Recommended for readers who are looking for a deep and meaningful read, readers who enjoy reading books that explore different aspects of human nature and different personas, readers who like books with psycho-spiritual themes, stories told in the first-person point of view, books set near the sea, and books with absurd characters.
Not recommended for the impatient readers, and readers who prefer shorter stories.
About the Author
(Photo by National Portrait Gallery) Dame Jean Iris Murdoch was born in Dublin on July 15, 1919 of Anglo-Irish parents.

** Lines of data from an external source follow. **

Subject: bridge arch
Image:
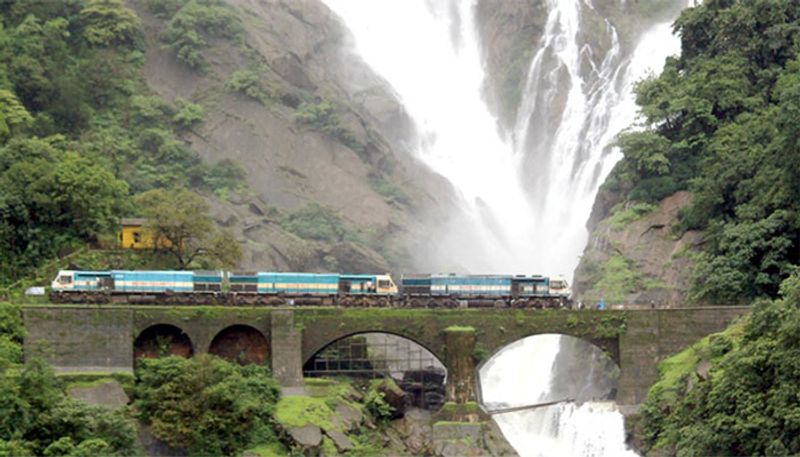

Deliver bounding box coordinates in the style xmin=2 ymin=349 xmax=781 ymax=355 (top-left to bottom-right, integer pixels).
xmin=208 ymin=324 xmax=269 ymax=365
xmin=303 ymin=327 xmax=445 ymax=364
xmin=133 ymin=324 xmax=195 ymax=364
xmin=476 ymin=333 xmax=620 ymax=411
xmin=303 ymin=331 xmax=447 ymax=410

She went to Frebel Demonstration School and, later on, in Badminton School, Bristol. In 1938, she went to Somerville College, Oxford where she started reading classical literature. During the Second World War, she served as the Assistant Principal at the HM Treasury, and then worked with UNRRA in London, Belgium and Austria. After the war, she studied philosophy at Newnham College, Cambridge. In 1948, she returned to Oxford, where she became a Fellow of St. Anne’s College.
Iris Murdoch has written twenty-six novels, debuting in 1954 with Under the Net. The book was selected in 1998 as one of Modern Library’s best English -language novels of the 20th Century. She has also written the Booker Prize-winning The Sea, The Sea (1978), The Philosopher’s Pupil (1983), The Good Apprentice (1985) and, most recently, The Green Knight (1993) and Jackson’s Dilemma (1995). She has also won several literary awards including the James Tait Black Memorial Prize for The Black Prince (1973) and the Whitbread Prize for The Sacred and Profane Love Machine (1974). Murdoch has also written several plays including The Italian Girl (with James Saunders) and The Black Price, adapted from her novel of the same name.
In 1976, Murdoch earned a designation as Commander of the Most Excellent Order of the British Empire. Eleven years later, in 1987, Murdoch was made a Dame Commander of the Order of the British Empire in the New Year’s Honours List. Murdoch also received the Gold Pen for Distinguished Service to Literature in the 1997 PEN Awards.
Until her death in February 8, 1999, she lived with her husband, teacher and critic John Bayley, in Oxford.